The Corner

Statewide Vote on Public-Sector Collective Bargaining Coming to Ohio

Late last week, the Ohio secretary of state announced that the pro–public union group We Are Ohio had gathered enough signatures to put Gov. John Kasich’s recent public-sector collective bargaining changes to a statewide public vote:

[The group leading the repeal effort submitted 915,456 valid signatures to put the law on the November ballot, according to Secretary of State Jon Husted. Only 231,147 valid signatures were required.

[…]

“This is really a historic moment for us. We’re kicking off a campaign for social rights and justice,” National AFL-CIO President Richard Trumka said. “This is about defending the middle class. This is about saying what kind of state we will be and what kind of nation we will be.”

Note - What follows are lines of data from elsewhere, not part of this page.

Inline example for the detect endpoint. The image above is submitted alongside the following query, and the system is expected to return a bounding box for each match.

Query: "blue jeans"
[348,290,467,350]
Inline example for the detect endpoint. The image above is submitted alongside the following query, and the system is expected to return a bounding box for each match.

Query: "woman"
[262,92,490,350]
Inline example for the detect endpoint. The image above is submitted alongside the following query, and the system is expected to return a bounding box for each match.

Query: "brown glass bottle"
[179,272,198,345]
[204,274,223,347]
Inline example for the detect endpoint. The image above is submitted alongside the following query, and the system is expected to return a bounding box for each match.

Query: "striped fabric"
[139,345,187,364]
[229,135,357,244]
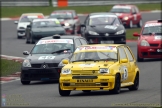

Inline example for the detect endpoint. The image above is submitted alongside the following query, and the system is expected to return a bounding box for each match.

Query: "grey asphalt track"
[1,13,161,107]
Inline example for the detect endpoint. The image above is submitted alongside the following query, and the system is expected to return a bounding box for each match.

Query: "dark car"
[48,10,80,34]
[26,19,66,43]
[81,12,126,44]
[21,35,88,84]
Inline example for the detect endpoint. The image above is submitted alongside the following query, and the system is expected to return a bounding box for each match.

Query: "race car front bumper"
[85,34,126,44]
[21,68,61,81]
[59,76,115,90]
[138,44,162,58]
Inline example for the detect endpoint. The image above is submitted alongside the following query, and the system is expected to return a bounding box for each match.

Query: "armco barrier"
[52,0,162,7]
[1,0,50,6]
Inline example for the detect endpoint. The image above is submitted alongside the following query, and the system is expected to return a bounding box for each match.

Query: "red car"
[133,19,162,62]
[110,5,142,28]
[49,10,80,34]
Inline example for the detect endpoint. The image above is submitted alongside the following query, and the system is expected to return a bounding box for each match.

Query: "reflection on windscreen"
[89,17,120,25]
[49,12,72,19]
[71,51,117,61]
[110,8,130,13]
[32,21,61,28]
[142,26,162,35]
[32,43,74,54]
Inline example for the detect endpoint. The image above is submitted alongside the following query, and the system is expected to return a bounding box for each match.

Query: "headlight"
[141,40,150,46]
[115,30,124,35]
[99,68,109,73]
[65,23,70,26]
[23,59,31,67]
[61,69,71,74]
[58,58,69,67]
[123,17,129,20]
[88,31,99,35]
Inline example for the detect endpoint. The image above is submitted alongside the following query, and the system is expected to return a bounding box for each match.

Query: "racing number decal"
[133,15,137,20]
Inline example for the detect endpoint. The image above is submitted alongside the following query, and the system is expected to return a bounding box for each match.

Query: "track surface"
[1,13,161,107]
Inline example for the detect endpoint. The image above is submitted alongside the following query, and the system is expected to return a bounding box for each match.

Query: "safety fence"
[1,0,162,7]
[1,0,50,6]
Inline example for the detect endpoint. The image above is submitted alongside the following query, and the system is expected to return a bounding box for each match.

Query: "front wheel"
[128,72,139,91]
[58,84,71,96]
[109,74,121,94]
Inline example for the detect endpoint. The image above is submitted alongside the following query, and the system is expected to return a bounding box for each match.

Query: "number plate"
[76,79,93,83]
[101,41,114,44]
[157,49,162,52]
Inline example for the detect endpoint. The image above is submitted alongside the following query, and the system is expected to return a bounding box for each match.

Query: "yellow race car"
[58,44,140,96]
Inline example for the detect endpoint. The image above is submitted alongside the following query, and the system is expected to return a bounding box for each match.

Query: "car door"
[124,46,136,79]
[118,46,131,83]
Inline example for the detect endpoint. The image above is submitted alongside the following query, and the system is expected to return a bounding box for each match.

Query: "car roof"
[53,10,75,12]
[89,12,116,16]
[40,35,82,40]
[82,44,127,47]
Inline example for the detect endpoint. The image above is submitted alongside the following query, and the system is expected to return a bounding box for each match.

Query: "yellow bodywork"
[59,44,139,90]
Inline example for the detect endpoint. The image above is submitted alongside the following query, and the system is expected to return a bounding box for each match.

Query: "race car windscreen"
[89,15,119,26]
[70,51,117,62]
[142,23,162,36]
[31,39,74,55]
[110,8,131,13]
[32,21,61,28]
[19,16,43,22]
[49,12,73,19]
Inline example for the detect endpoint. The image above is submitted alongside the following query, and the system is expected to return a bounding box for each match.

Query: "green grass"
[1,3,162,17]
[126,28,141,40]
[1,59,21,76]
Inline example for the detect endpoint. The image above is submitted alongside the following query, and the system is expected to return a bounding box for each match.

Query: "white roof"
[33,18,59,22]
[113,5,131,9]
[90,15,117,18]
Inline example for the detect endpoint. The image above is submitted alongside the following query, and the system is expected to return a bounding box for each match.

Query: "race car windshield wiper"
[51,49,70,54]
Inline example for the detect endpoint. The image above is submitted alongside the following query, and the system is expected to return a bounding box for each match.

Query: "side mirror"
[133,32,140,37]
[23,51,29,55]
[14,21,18,24]
[62,59,69,64]
[120,59,128,63]
[74,16,79,19]
[80,24,85,27]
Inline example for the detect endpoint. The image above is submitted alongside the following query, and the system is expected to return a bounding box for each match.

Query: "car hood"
[115,13,130,18]
[64,61,114,73]
[88,25,120,33]
[26,53,72,64]
[17,22,30,28]
[142,35,162,43]
[32,27,64,32]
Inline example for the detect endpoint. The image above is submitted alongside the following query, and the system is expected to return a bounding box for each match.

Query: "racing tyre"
[128,72,139,91]
[21,80,30,85]
[137,19,142,28]
[109,74,121,94]
[128,21,133,28]
[82,90,91,93]
[58,84,71,96]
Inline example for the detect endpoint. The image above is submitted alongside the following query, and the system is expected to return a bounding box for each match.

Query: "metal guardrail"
[52,0,162,7]
[1,0,50,6]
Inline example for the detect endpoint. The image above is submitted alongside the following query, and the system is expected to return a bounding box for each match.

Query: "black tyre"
[128,72,139,91]
[82,90,91,93]
[21,80,30,85]
[109,74,121,94]
[58,84,71,96]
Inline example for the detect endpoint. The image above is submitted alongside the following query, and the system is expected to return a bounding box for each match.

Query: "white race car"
[15,13,44,39]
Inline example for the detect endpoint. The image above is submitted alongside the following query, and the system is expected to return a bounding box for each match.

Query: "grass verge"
[1,3,162,18]
[1,59,21,76]
[126,28,141,40]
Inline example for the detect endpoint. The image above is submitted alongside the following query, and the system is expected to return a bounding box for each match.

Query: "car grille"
[31,63,58,68]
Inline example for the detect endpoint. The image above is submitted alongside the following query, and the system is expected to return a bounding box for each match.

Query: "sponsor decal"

Supporters of the collective bargaining change aren’t holding out much hope that the new law will withstand the referendum. A Quinnipiac poll shows the public in favor of repeal, 56–32 percent. As with the recall efforts against Republican state senators in Wisconsin, millions of dollars of national labor money will likely pour into Ohio to defeat the new law, handing organized labor a much needed victory to flaunt nationwide. Of course, the more money public labor spends on these elections, the more it illustrates how much money they have been vacuuming from the pockets of taxpayers all along to fund campaign activity.

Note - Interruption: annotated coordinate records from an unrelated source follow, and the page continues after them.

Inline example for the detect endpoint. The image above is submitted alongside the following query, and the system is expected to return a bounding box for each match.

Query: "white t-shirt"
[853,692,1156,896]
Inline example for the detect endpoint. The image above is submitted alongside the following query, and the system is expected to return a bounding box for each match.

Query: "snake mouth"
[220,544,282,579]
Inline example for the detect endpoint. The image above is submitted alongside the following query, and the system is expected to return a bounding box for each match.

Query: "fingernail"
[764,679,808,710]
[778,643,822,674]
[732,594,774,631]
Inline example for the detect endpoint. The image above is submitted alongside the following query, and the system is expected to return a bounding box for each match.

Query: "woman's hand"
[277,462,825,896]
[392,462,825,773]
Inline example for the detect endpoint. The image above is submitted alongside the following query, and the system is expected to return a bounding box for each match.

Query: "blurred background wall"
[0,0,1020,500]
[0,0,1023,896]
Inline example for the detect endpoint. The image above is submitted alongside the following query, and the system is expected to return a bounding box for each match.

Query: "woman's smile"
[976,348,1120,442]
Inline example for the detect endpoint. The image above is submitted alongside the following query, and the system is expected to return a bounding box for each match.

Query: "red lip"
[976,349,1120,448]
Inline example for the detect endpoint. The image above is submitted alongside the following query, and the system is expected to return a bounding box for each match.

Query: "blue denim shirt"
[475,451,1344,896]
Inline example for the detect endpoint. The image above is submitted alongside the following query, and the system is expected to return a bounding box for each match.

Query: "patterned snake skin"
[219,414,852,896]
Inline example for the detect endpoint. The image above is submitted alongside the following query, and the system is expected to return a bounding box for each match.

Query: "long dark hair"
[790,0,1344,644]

Perhaps most surprising about the Ohio referendum is the shockingly low number of signatures unions needed to collect to force a statewide vote. In order to overturn a law passed by the legislature and signed by the governor, a group needs only to collect signatures from 3 percent of the total votes cast in the prior gubernatorial election in 44 of the state’s 88 counties. In this case, that added up to 231,147 signatures (there are about 360,000 public workers in Ohio). More people likely purchased Screech’s Saved by the Bell tell-all book than signed the Ohio collective-bargaining-referendum petitions.

The Ohio Ballot Board is expected to meet in August to approve the specific wording of the referendum, which will be held on November 8.

— Christian Schneider is a senior fellow at the Wisconsin Policy Research Institute.